64-Bit Arm Incarnation Employs Dynamic Code Optimization
NVidia often takes an interesting approach with its technology, and the firm’s upcoming dual-core Tegra K1-64 is no different. It employs the Denver CPU architecture that implements ARM’s ARMv8 64-bit architecture (see “ARM Joins The 64-bit Club”), but does so much differently than most other ARMv8 platforms.
NVidia has an ARMv8 ISA license rather than a Cortex-A57 core license. There are others that have taken this approach as well. This means that the resulting processor needs to match the ARMv8 ISA, but it can be implemented much differently than ARM’s Cortex-A57 design.
Denver’s code morphing approach is similar to that found in Transmeta processors available almost a decade ago (see “Low-Power VLIW CPU Delivers Speedy x86 Upgrade”). Code morphing is also known as dynamic code optimization. The technique is similar to Java’s just-in-time (JIT) compilers. In both cases the object code is converted into microcode instructions that are cached. The conversion takes place once, and then the microcode can be executed repeatedly without additional overhead.

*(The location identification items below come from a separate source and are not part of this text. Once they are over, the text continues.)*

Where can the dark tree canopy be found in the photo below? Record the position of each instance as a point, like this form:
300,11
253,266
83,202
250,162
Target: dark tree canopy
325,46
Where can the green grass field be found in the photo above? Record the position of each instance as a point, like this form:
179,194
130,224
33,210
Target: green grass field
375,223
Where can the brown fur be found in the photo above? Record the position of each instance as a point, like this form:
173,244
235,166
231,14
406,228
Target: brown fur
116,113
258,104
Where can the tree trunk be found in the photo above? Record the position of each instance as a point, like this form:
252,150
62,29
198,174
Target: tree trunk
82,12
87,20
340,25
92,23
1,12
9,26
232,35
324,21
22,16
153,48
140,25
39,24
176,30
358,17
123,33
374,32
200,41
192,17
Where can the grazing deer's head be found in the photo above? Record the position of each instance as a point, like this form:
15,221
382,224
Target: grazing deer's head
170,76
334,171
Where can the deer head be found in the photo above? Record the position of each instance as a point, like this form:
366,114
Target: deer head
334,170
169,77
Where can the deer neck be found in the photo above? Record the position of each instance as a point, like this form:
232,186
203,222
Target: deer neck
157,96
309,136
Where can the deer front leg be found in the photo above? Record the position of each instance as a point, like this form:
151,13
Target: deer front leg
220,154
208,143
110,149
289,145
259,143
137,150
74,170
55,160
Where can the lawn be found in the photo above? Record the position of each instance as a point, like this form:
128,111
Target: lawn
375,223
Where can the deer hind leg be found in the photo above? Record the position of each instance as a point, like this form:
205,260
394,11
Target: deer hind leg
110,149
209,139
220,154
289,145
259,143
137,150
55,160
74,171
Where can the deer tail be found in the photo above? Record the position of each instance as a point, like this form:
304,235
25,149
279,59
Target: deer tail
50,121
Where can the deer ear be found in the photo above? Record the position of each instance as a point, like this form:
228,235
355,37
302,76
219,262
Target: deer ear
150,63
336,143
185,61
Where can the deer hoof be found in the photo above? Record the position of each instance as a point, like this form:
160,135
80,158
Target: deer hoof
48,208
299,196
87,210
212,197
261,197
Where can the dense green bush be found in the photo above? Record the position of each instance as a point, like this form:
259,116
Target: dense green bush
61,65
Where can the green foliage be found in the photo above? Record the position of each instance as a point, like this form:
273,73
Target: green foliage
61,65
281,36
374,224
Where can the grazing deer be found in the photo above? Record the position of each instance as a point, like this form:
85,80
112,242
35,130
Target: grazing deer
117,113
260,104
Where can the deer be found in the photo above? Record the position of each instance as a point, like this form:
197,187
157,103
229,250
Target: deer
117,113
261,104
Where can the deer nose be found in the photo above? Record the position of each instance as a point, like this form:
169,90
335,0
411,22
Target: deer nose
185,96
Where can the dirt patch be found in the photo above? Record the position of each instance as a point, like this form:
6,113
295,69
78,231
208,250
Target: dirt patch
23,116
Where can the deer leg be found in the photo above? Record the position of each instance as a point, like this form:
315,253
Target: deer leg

This file type includes high resolution graphics and schematics when applicable.
The Denver cores run their own microcode directly. ARMv8 instructions are converted to this microcode before being executed (see the figure). An on-chip, 1K look-up table is used to check if a microcode sequence has already been generated by an Optimizer program and placed into the optimization cache.
The optimization cache is 128 Mbytes and it is stored in main memory. The cache is only accessible by the hardware and the Optimizer. The latter is also hidden from the system. It is written in microcode, so it does not have to use the conversion process that the ARMv8 instructions need. The Optimizer can run on either core when they are idle. It can also be interrupted. It handles management of the cache in addition to performing the optimized code conversion.
The code sequences in the cache are matched to the jump transitions of the ARMv8 instructions. This allows a block to be selected and run sequentially.
The reason for these gyrations is that the code generated by the decoder may be less efficient than what is generated by the Optimizer. It can take into account all the execution units available as well as timing and power details.
The Denver core can execute more than 7 ARMv8 instructions per cycle when using optimized code. The cache delivers a 32-byte “parcel” to the instruction scheduler every cycle. The parcel is actually a series of variable length instructions that will be passed onto the execution units.
The profiler provides information to the Optimizer program about what blocks to optimize and how to ensure the code is being executed. Frequently used blocks get more optimization.
The platform targets mobile devices that need to be very power-efficient. It also addresses applications that need the performance usually found in a 64-bit x86 platform.